La matière des blocs de remplissage est du calcaire à nummulites, il représente 96% du volume de la pyramide, tout le problème opérationnel de traitement de la pierre se concentre sur ce matériau.

Est-il bien connu pour autant?

A mon grand regret, malgré le nombre considérable de mesures faites sur ces pyramides, je n’ai pu trouver aucune mesure de dureté, densité et résistance à la compression de ces pierres.

Ce manque d’information sur les caractéristiques physique des pierres de la pyramide, témoigne du peu d’efforts qui ont été consentis par les auteurs des différentes études pour tenter de comprendre vraiment le travail qu’il a fallu faire pour construire ces monuments.

Par ailleurs en général on trouve beaucoup d’études sur la géologie, constitution et composition des pierres, mais très peu de mesures sur leurs caractéristiques physiques.

Faute de mieux, je me suis rabattu sur un calcaire à nummulites que l’on trouve en France dans le commerce, dont la densité varie de 2,1 à 2.5 T/M3, la résistance à la compression de 30 000 à 60 000 KN/M².

Pour mes calculs j’ai retenu arbitrairement 2.4 T/M3 et 40 000 KN/M².

 

Pour creuser un sillon dans la roche d’une carrière, il n’y a pas d’autre moyen que d’exercer à l’aide d’une arête de coupe au bout d’un outil, une pression qui excède la résistance à la compression de la roche afin de la faire éclater et la réduire en poussière.

Ainsi pour casser la pierre avec une arête de coupe il faut exercer sur elle une force qui est le produit de la résistance à la compression de la roche par la surface de contact de l’outil.

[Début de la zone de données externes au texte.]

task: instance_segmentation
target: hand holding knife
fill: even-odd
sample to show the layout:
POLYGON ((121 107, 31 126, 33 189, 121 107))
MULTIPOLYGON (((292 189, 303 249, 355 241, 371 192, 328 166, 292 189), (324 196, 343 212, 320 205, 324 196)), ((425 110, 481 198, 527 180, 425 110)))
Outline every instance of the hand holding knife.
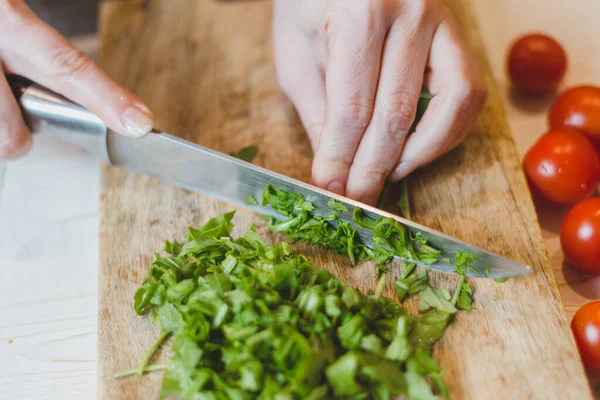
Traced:
MULTIPOLYGON (((419 232, 428 243, 442 250, 443 257, 454 257, 458 251, 477 255, 479 260, 473 262, 474 269, 467 271, 467 276, 506 278, 532 271, 528 266, 423 225, 165 132, 155 130, 142 139, 124 137, 111 131, 96 115, 63 96, 20 77, 11 76, 9 81, 25 120, 34 133, 49 134, 79 145, 103 161, 120 168, 275 218, 282 216, 271 208, 247 205, 246 198, 252 196, 260 200, 265 186, 271 184, 286 192, 304 195, 308 201, 314 203, 317 215, 318 210, 327 209, 330 199, 335 199, 346 205, 349 210, 358 207, 371 218, 392 218, 413 234, 419 232)), ((341 213, 339 219, 356 226, 352 222, 351 211, 341 213)), ((356 228, 361 241, 367 246, 372 246, 372 233, 359 226, 356 228)), ((426 268, 454 273, 453 266, 445 261, 432 265, 409 261, 426 268)))

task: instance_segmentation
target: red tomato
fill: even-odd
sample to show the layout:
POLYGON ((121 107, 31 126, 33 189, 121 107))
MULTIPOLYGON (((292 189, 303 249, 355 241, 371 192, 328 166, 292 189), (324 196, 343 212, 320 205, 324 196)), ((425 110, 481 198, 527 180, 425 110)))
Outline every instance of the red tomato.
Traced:
POLYGON ((600 198, 584 200, 569 211, 560 229, 560 244, 569 264, 600 274, 600 198))
POLYGON ((600 371, 600 301, 592 301, 577 310, 571 330, 583 363, 600 371))
POLYGON ((566 69, 565 51, 556 40, 546 35, 519 38, 508 55, 508 73, 513 84, 528 94, 556 89, 566 69))
POLYGON ((585 136, 550 131, 538 139, 523 159, 532 192, 556 205, 590 197, 600 181, 600 159, 585 136))
POLYGON ((562 93, 549 114, 550 129, 572 129, 600 146, 600 87, 579 86, 562 93))

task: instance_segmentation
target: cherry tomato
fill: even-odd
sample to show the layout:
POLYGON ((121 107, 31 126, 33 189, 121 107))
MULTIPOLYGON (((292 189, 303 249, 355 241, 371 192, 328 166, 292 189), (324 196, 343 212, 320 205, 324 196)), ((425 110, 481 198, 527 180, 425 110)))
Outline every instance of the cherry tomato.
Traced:
POLYGON ((562 93, 550 108, 550 129, 572 129, 600 146, 600 87, 578 86, 562 93))
POLYGON ((534 195, 556 205, 590 197, 600 181, 600 159, 585 136, 570 131, 542 135, 523 159, 534 195))
POLYGON ((566 69, 565 51, 556 40, 546 35, 519 38, 508 55, 508 73, 512 82, 527 94, 556 89, 566 69))
POLYGON ((586 367, 600 371, 600 301, 582 306, 571 321, 571 330, 586 367))
POLYGON ((560 230, 560 244, 569 264, 600 274, 600 198, 584 200, 569 211, 560 230))

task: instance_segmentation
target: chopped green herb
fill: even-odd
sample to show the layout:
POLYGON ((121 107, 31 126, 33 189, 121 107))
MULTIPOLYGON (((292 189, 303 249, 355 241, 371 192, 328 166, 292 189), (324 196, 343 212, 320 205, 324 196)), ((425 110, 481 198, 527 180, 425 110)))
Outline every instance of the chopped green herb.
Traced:
POLYGON ((507 280, 509 280, 509 279, 510 279, 510 277, 505 277, 505 278, 494 278, 494 280, 495 280, 496 282, 498 282, 498 283, 504 283, 504 282, 506 282, 506 281, 507 281, 507 280))
POLYGON ((410 127, 409 134, 417 129, 417 124, 419 123, 421 118, 423 118, 423 115, 425 114, 425 111, 427 111, 427 107, 429 106, 429 102, 431 102, 432 98, 433 96, 431 95, 431 93, 429 93, 429 91, 423 87, 421 89, 421 94, 419 95, 419 101, 417 103, 417 114, 415 116, 415 120, 412 126, 410 127))
POLYGON ((241 148, 239 151, 232 151, 229 153, 230 156, 239 158, 240 160, 244 160, 246 162, 251 163, 254 161, 254 158, 258 155, 258 146, 251 145, 241 148))
POLYGON ((471 285, 469 285, 469 282, 465 280, 464 276, 459 278, 451 302, 456 308, 461 310, 470 310, 472 308, 473 289, 471 288, 471 285))
POLYGON ((408 194, 408 178, 400 181, 400 199, 398 199, 398 208, 403 218, 411 219, 410 214, 410 199, 408 194))
MULTIPOLYGON (((270 228, 285 233, 292 239, 304 240, 308 244, 318 245, 348 256, 352 264, 360 260, 373 260, 379 266, 378 273, 384 272, 382 266, 399 257, 407 262, 419 261, 425 265, 435 264, 442 252, 430 246, 421 232, 409 232, 402 224, 391 218, 370 218, 360 208, 353 210, 352 221, 359 227, 373 232, 373 246, 365 246, 356 233, 356 227, 349 222, 326 214, 315 214, 315 206, 301 194, 288 193, 267 185, 263 191, 262 205, 270 205, 278 213, 287 217, 278 220, 267 217, 270 228), (330 223, 335 221, 336 224, 330 223)), ((335 212, 345 212, 347 207, 335 200, 328 206, 335 212), (341 206, 341 207, 340 207, 341 206), (342 208, 343 207, 343 208, 342 208)), ((471 262, 478 257, 474 254, 457 252, 455 270, 460 275, 467 271, 477 272, 471 262)))
MULTIPOLYGON (((414 266, 415 264, 412 265, 414 266)), ((428 278, 426 269, 421 269, 419 275, 410 272, 406 274, 406 276, 396 279, 396 282, 394 283, 396 296, 398 296, 398 301, 400 302, 403 302, 408 295, 419 293, 427 287, 428 278)))
POLYGON ((460 285, 460 288, 456 289, 459 291, 458 300, 456 302, 456 308, 462 310, 470 310, 473 308, 473 288, 469 285, 469 282, 465 281, 460 285))
POLYGON ((456 252, 454 260, 454 271, 457 274, 466 275, 467 271, 477 273, 477 269, 471 265, 473 261, 479 260, 479 256, 477 256, 477 254, 463 253, 459 250, 456 252))
MULTIPOLYGON (((309 212, 280 200, 270 203, 294 218, 309 212)), ((428 285, 426 270, 409 264, 400 278, 433 308, 409 316, 382 296, 385 275, 362 294, 286 242, 269 245, 253 229, 231 237, 232 218, 190 228, 185 243, 166 242, 167 255, 155 256, 134 308, 151 312, 161 335, 138 368, 117 377, 165 370, 161 398, 447 398, 430 352, 456 309, 428 285), (147 365, 168 335, 169 364, 147 365)), ((392 248, 405 233, 390 221, 373 228, 392 248)))
POLYGON ((327 202, 327 205, 329 206, 329 208, 331 208, 331 211, 334 211, 336 213, 343 213, 343 212, 348 212, 350 210, 348 210, 348 207, 346 207, 343 203, 340 203, 337 200, 334 199, 330 199, 327 202))
POLYGON ((258 201, 254 198, 254 196, 252 196, 251 194, 249 194, 246 197, 246 205, 247 206, 255 206, 258 204, 258 201))
MULTIPOLYGON (((163 370, 167 369, 168 367, 169 367, 168 364, 152 364, 152 365, 145 367, 143 369, 142 373, 163 371, 163 370)), ((117 372, 114 375, 114 377, 116 379, 119 379, 119 378, 125 378, 128 376, 139 375, 139 373, 140 373, 140 368, 138 367, 138 368, 126 369, 124 371, 117 372)))
POLYGON ((425 312, 431 308, 445 311, 451 314, 456 312, 456 307, 450 302, 450 293, 447 290, 425 287, 419 292, 419 312, 425 312))

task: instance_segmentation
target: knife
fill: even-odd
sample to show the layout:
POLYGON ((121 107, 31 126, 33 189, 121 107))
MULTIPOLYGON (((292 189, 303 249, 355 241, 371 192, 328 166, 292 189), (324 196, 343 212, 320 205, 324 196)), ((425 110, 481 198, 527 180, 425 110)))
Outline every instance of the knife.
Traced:
MULTIPOLYGON (((272 184, 286 192, 304 195, 315 205, 314 214, 323 217, 331 212, 327 202, 335 199, 345 204, 349 210, 359 207, 370 218, 392 218, 413 234, 422 234, 428 244, 442 251, 440 258, 454 259, 458 251, 477 255, 479 259, 472 263, 474 268, 467 271, 467 276, 507 278, 532 272, 529 266, 413 221, 165 132, 155 130, 142 139, 127 138, 112 132, 87 109, 49 89, 19 76, 9 75, 8 80, 32 132, 52 135, 79 145, 109 164, 278 219, 284 217, 270 207, 247 205, 246 198, 253 196, 260 201, 264 187, 272 184)), ((343 212, 338 218, 351 223, 365 245, 373 245, 371 231, 352 221, 352 211, 343 212)), ((433 265, 424 265, 416 260, 408 261, 421 267, 455 273, 454 267, 446 261, 433 265)))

La roche se désagrège de proche en proche au fur et à mesure de l’avance de l’arête de coupe, tout en offrant une résistance constante.

Le produit de cette force par le déplacement de l’outil est l’énergie consommée par la coupe, le produit de la surface de contact de l’arête par son déplacement est le volume de roche désagrégé.

Ainsi le déplacement de 1 m d’une surface de coupe de 1 M² désagrège 1 M3 de roche et rencontrant une résistance de 40 000 KN pour ce déplacement, consomme 40 000 KJ ou 11,1 KWH.

Faire ce travail en une heure exige de mettre en œuvre une puissance de 11,1 KW.

Cette valeur est la même que ce résultat soit obtenu en une seule passe gigantesque ou en une multitudes de petites passes cumulées.

Il va de soit que pour obtenir ce résultat, il faut que la surface de l’arête de coupe ne se déforme pas au contact de la roche, donc que la dureté de l’arête de coupe soit largement supérieure à celle du calcaire à nummulites.

Cette exigence disqualifie les métaux disponibles à l’époque, dont le cuivre car sa dureté est la même que celle du calcaire.

Il fallait donc une arête de coupe faite de pierre plus dure que le calcaire, soit sous forme de gemme, comme le corindon, le quartz ou le diamant, soit sous forme amorphe comme le basalte, le silex ou l’obsidienne, soit sous forme de compound comme le granite ou la diorite.

Dans tous ces cas soit par clivage dans les cristaux ou structures amorphes, soit par désagrégation pour les compound, ces pierres dures sont rapidement détruites par des chocs violents et répétés.

Un outil qui dure est productif car il n’y a pas de temps perdu, pour le remplacer.

Il est donc nécessaire de faire entrer l’arête de coupe en pierre progressivement dans la roche, sans lui infliger des chocs.